How to Set Up a Personal Kanban Board
How to Set Up a Personal Kanban Board
Kanban (Japanese for “visual signal”) is a workflow management method that uses a visual board to track tasks through stages. The personal version uses three columns (To Do, Doing, Done) to make your workflow visible, limit work in progress, and create a satisfying record of completion.
Setting Up Your Board
Physical board: Use a whiteboard, corkboard, or a section of wall with sticky notes. Create three columns labeled To Do, In Progress (or Doing), and Done. Write each task on a separate sticky note and place it in the appropriate column.
Digital board: Trello (free), Notion (free), or GitHub Projects (free) provide digital Kanban boards. Create the same three columns and add cards for each task.
The WIP Limit (The Critical Rule)
Limit the In Progress column to 3 items maximum. This is the Work In Progress (WIP) limit, and it is the most important rule of Kanban. When 3 items are in progress, you cannot start a new task until you finish one and move it to Done.
The WIP limit prevents the most common productivity failure: starting many tasks and finishing none.
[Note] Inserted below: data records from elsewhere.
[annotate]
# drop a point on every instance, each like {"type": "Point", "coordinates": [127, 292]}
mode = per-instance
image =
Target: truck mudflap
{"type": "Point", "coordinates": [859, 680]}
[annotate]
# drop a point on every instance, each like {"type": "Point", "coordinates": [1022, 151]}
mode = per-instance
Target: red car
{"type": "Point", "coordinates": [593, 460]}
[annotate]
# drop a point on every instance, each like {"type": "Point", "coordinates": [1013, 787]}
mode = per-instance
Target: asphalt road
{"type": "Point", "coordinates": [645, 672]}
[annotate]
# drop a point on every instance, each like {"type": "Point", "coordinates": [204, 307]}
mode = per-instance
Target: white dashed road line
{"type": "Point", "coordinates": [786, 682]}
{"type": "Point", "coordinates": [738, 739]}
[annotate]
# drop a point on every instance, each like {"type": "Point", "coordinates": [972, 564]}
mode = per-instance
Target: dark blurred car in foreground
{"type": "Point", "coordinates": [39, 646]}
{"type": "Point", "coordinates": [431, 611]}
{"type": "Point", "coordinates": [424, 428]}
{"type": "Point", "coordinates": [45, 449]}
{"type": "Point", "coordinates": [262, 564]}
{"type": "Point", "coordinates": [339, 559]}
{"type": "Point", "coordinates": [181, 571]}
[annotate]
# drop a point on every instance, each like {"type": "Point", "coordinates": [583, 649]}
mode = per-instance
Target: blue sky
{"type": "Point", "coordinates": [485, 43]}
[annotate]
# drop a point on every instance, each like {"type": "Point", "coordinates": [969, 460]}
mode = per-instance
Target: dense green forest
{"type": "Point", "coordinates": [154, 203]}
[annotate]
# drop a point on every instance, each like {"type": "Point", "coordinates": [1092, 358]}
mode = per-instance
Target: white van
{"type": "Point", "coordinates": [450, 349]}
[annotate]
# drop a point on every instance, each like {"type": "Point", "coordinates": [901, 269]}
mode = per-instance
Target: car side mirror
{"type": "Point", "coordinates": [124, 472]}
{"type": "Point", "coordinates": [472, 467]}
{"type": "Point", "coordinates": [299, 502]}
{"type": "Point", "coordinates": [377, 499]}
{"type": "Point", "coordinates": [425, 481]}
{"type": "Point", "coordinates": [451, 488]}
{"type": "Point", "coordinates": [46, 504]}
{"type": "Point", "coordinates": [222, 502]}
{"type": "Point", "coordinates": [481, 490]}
It forces you to complete current work before pulling new work, creating a steady flow of finished tasks rather than a pile of half-done ones.
Without a WIP limit, most people accumulate 8 to 12 items in the In Progress column, each receiving insufficient attention, and the board becomes a visual representation of overwhelm rather than a productivity tool.
The Pull System
Tasks move from left to right: To Do, then In Progress, then Done. You “pull” tasks from To Do into In Progress only when you have capacity (fewer than 3 items in progress). This creates a self-regulating system where work flow matches your actual capacity.
Order the To Do column by priority: highest-priority tasks at the top. When you pull a new task, always pull from the top, ensuring that the most important work is addressed first.
Weekly Board Maintenance
Once per week (during your weekly review), clear the Done column (optionally recording completed items in a log for reference), review and re-prioritize the To Do column, and check whether any In Progress items are stalled and need attention.
The Done column provides a visual record of accomplishment that combats the feeling of “I did not get anything done this week.” Seeing 10 to 15 completed sticky notes provides concrete evidence of productivity.
Advanced Columns
As you become comfortable with basic Kanban, add columns for your specific workflow. Common additions include Waiting (tasks blocked by someone else’s input), Review (tasks completed but awaiting feedback or approval), and Backlog (ideas and low-priority items that have not been committed to the To Do column).
The WIP Limit Rule
The most important Kanban principle is the Work In Progress (WIP) limit: set a maximum number of tasks allowed in the In Progress column. Two to three items is optimal for most individuals. When the column is full, you must finish or remove a task before adding a new one. This prevents the common pattern of starting 10 things and finishing none. The WIP limit forces you to complete work rather than starting new work, which is where actual productivity happens.
The Done Column as Motivation
Do not clear the Done column too quickly. Seeing a growing stack of completed tasks provides visual evidence of your productivity and creates a satisfying sense of accomplishment. Review the Done column at the end of each week to recognize your progress before archiving completed items.
Related Guides
- How to Manage Multiple Projects
- Getting Things Done (GTD): The Complete Beginner Guide
- The 1-3-5 Rule for Managing Daily Tasks
Bottom Line
Three columns (To Do, In Progress, Done) with a WIP limit of 3 in the In Progress column. Pull the highest-priority task from To Do when capacity opens. Clear the Done column weekly. This simple visual system prevents overcommitment, ensures completion of started tasks, and provides a motivating record of accomplishment.